Multifunction Systems:
- Support dynamic reconfiguration for different operations.
- Example: TI-ACS pipeline switches between arithmetic and logic functions.
Memory Organization
- Key Metrics:
- Latency: Time between request and response.
- Decomposed into: Taccess + Ttransfer.
- Bandwidth: Number of requests satisfied per unit time.
- Formula: BW = Requests / Time.
- Memory Hierarchy:
- Design Goals:
- Maximize temporal and spatial locality.
- Minimize latency through caching.
- Levels:
Level | Size | Latency (ns) | Cost/bit |
---|
Registers | < 1KB | < 1 | $$$$ |
L1 Cache | 16–64KB | 1–5 | $$$ |
L2 Cache | 256KB–4MB | 10–20 | $$ |
Main Memory | GB-TB | 100+ | $ |
Disk Storage | TB+ | 10 ms+ | ~0 |
Cache Mapping:
- Direct Mapping:
- Simple but prone to conflicts.
- Example: Cache Block = (Memory Block) mod (Cache Size).
- Associative Mapping:
- Flexible but hardware-intensive.
- Any memory block can map to any cache block.
- Set-Associative Mapping:
- Trade-off between flexibility and simplicity.
- Memory block maps to one set, but can use any line within the set.
Superscalar Organization
- Pipeline Width: Ability to fetch and execute multiple instructions per cycle.
- Out-of-Order Execution:
- Decouples fetch, decode, and execute stages.

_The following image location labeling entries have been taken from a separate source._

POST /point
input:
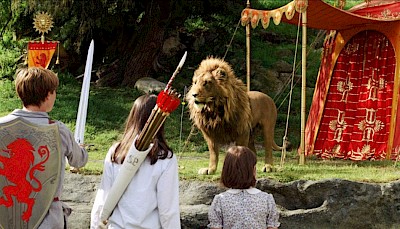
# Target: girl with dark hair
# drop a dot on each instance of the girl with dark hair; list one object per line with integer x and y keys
{"x": 151, "y": 199}
{"x": 242, "y": 205}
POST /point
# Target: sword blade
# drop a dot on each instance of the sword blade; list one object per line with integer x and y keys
{"x": 83, "y": 102}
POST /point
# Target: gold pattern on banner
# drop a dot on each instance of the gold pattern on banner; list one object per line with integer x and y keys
{"x": 253, "y": 16}
{"x": 43, "y": 23}
{"x": 336, "y": 150}
{"x": 345, "y": 87}
{"x": 329, "y": 42}
{"x": 338, "y": 126}
{"x": 374, "y": 86}
{"x": 370, "y": 125}
{"x": 351, "y": 48}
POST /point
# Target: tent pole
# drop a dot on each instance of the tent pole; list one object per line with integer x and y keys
{"x": 248, "y": 51}
{"x": 303, "y": 87}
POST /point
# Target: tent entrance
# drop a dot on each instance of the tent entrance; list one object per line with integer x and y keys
{"x": 355, "y": 122}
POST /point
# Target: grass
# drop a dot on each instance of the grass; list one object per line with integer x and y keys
{"x": 109, "y": 107}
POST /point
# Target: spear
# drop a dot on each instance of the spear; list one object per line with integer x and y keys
{"x": 167, "y": 101}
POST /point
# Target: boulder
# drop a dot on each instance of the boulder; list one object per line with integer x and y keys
{"x": 331, "y": 203}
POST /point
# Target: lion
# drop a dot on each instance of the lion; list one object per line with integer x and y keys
{"x": 15, "y": 169}
{"x": 222, "y": 109}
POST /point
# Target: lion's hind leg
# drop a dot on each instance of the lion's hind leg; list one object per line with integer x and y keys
{"x": 8, "y": 192}
{"x": 268, "y": 132}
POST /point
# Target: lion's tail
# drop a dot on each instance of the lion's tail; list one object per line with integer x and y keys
{"x": 44, "y": 153}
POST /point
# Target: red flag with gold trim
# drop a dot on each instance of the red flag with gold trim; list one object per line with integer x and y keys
{"x": 40, "y": 54}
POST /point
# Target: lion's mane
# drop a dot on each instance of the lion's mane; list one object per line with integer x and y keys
{"x": 218, "y": 103}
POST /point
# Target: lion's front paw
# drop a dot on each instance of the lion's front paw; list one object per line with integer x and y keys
{"x": 269, "y": 168}
{"x": 206, "y": 171}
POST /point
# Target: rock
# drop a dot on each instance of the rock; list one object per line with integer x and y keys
{"x": 149, "y": 85}
{"x": 331, "y": 203}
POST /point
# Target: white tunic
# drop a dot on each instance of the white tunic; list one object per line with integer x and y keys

- Maintains program order through Reorder Buffers (ROB).
- Template:
- Instruction Fetch:
- Fetch n instructions per cycle.
- Use I-cache with aligned cache blocks.
- Instruction Decode:
- Pre-decoding for immediate operand recognition.
- Reservation Stations:
- Hold instructions until dependencies are resolved.
- Execution:
- Integer units, floating-point units, load/store units.
- Retirement:
- Commit results to registers in program order.
- Handle precise interrupts for exceptions.
Improving Performance
Maximizing Throughput
- Branch Prediction:
- Static: Fixed outcome (e.g., always taken).
- Dynamic:
- Based on history.
- 2-Bit Predictors:
- State machine: Strongly/weakly taken or not taken.

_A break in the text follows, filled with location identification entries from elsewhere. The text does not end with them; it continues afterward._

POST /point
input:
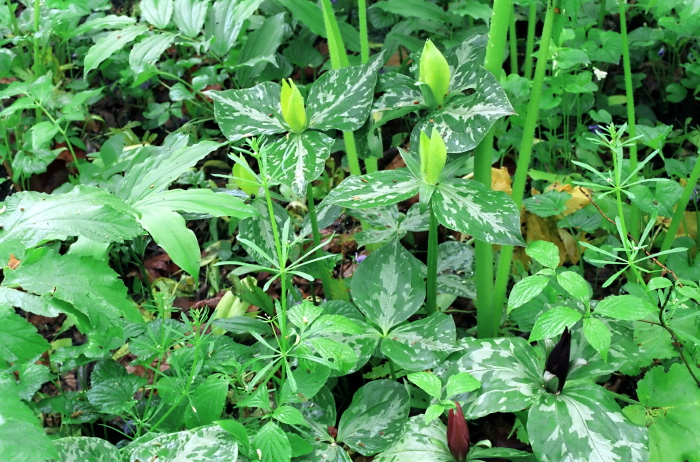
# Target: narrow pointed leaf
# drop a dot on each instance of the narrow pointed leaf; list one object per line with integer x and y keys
{"x": 169, "y": 231}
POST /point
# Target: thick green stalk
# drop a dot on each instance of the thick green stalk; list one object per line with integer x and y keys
{"x": 631, "y": 120}
{"x": 488, "y": 318}
{"x": 339, "y": 59}
{"x": 431, "y": 302}
{"x": 513, "y": 41}
{"x": 364, "y": 37}
{"x": 679, "y": 213}
{"x": 505, "y": 259}
{"x": 326, "y": 277}
{"x": 530, "y": 43}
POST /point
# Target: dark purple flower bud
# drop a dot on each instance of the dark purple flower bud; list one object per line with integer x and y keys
{"x": 457, "y": 434}
{"x": 558, "y": 361}
{"x": 595, "y": 129}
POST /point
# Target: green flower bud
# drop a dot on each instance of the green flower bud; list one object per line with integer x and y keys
{"x": 434, "y": 73}
{"x": 244, "y": 178}
{"x": 293, "y": 110}
{"x": 433, "y": 156}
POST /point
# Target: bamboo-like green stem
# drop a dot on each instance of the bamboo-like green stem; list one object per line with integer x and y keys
{"x": 326, "y": 278}
{"x": 530, "y": 43}
{"x": 513, "y": 42}
{"x": 431, "y": 300}
{"x": 631, "y": 119}
{"x": 679, "y": 213}
{"x": 488, "y": 318}
{"x": 525, "y": 151}
{"x": 281, "y": 257}
{"x": 364, "y": 37}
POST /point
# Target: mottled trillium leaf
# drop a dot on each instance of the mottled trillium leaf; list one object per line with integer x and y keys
{"x": 340, "y": 99}
{"x": 509, "y": 369}
{"x": 205, "y": 444}
{"x": 248, "y": 112}
{"x": 375, "y": 189}
{"x": 299, "y": 158}
{"x": 464, "y": 120}
{"x": 388, "y": 287}
{"x": 375, "y": 418}
{"x": 584, "y": 423}
{"x": 422, "y": 344}
{"x": 420, "y": 442}
{"x": 469, "y": 207}
{"x": 83, "y": 448}
{"x": 401, "y": 96}
{"x": 465, "y": 63}
{"x": 671, "y": 410}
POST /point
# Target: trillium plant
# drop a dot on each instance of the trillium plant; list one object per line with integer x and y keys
{"x": 161, "y": 300}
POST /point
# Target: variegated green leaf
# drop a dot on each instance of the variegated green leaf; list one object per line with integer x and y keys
{"x": 464, "y": 120}
{"x": 248, "y": 112}
{"x": 388, "y": 287}
{"x": 376, "y": 189}
{"x": 340, "y": 99}
{"x": 157, "y": 12}
{"x": 584, "y": 424}
{"x": 401, "y": 96}
{"x": 422, "y": 344}
{"x": 205, "y": 444}
{"x": 258, "y": 230}
{"x": 420, "y": 442}
{"x": 465, "y": 63}
{"x": 509, "y": 370}
{"x": 469, "y": 207}
{"x": 83, "y": 448}
{"x": 376, "y": 417}
{"x": 299, "y": 158}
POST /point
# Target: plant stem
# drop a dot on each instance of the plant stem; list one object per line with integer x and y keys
{"x": 513, "y": 41}
{"x": 326, "y": 278}
{"x": 488, "y": 319}
{"x": 530, "y": 43}
{"x": 431, "y": 302}
{"x": 629, "y": 90}
{"x": 364, "y": 37}
{"x": 505, "y": 259}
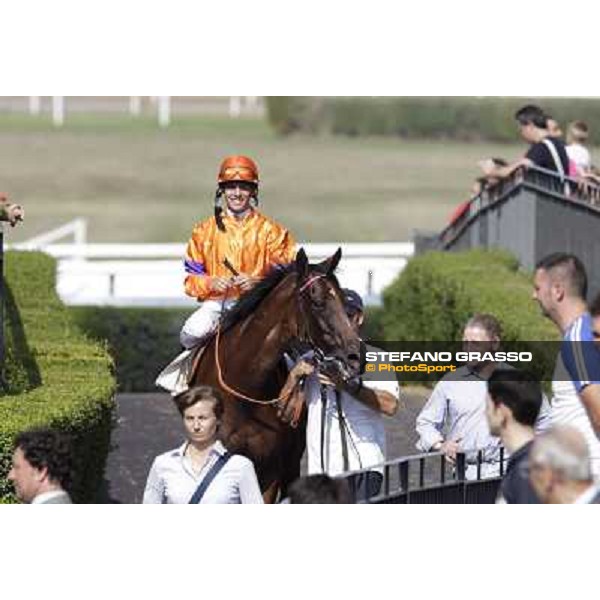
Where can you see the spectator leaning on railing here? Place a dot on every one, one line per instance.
(579, 155)
(546, 151)
(454, 418)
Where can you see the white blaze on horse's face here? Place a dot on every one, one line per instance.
(200, 422)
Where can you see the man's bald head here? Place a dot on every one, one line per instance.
(565, 452)
(568, 271)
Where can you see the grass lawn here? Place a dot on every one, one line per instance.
(136, 183)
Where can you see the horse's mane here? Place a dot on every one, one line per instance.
(248, 302)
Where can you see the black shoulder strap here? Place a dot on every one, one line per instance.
(212, 473)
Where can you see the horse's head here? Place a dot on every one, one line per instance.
(323, 319)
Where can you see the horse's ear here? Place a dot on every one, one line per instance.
(302, 266)
(330, 265)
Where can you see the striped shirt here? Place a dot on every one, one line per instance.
(577, 366)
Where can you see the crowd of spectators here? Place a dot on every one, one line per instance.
(547, 150)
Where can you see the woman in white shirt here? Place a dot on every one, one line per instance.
(201, 470)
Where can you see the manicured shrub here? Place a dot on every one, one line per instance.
(54, 376)
(438, 292)
(142, 341)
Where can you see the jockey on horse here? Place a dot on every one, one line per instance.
(229, 253)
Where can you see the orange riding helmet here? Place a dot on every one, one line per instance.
(238, 168)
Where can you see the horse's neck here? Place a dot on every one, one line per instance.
(260, 339)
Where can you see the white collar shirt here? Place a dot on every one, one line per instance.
(172, 479)
(364, 429)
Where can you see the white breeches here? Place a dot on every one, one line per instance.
(202, 323)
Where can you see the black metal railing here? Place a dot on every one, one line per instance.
(534, 178)
(431, 479)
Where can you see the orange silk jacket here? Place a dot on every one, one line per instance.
(252, 246)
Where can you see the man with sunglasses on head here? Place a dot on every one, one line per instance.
(345, 428)
(231, 251)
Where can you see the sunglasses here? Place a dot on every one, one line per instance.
(245, 186)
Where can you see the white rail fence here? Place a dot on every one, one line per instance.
(162, 106)
(152, 274)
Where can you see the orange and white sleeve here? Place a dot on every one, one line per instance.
(197, 280)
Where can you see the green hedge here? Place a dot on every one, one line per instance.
(142, 341)
(54, 376)
(429, 117)
(438, 292)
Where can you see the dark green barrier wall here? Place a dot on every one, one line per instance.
(54, 375)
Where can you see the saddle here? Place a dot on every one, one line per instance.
(175, 377)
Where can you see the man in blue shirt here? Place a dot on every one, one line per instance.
(560, 288)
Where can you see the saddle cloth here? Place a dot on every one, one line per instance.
(176, 375)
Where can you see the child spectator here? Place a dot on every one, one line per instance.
(577, 136)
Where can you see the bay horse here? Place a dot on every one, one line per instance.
(296, 303)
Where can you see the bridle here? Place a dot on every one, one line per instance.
(303, 336)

- Improves accuracy over simple prediction.
- Register Renaming:
- Solves WAW/WAR hazards.
- Allocates unique physical registers for logical names.
- Tomasulo Algorithm:
- Hardware mechanism for dynamic scheduling.
- Resolves dependencies using reservation stations and common data buses.
Reducing Access Gap
- Load/Store Bypassing:
- Directly forward results to dependent instructions.
- Memory Interleaving:
- Split memory into multiple banks to allow simultaneous access.
Case Studies
- PowerPC 620:
- Features:
- 64-bit architecture.
- Out-of-order execution with speculative branch prediction.
- 32 general-purpose and 32 floating-point registers.
- Unified L1 caches for instructions and data.
- Intel P6:
- Innovations:
- Dynamic execution (speculative and out-of-order).
- Advanced branch prediction with BTBs and 2-level predictors.
- Super pipelining with over 10 stages.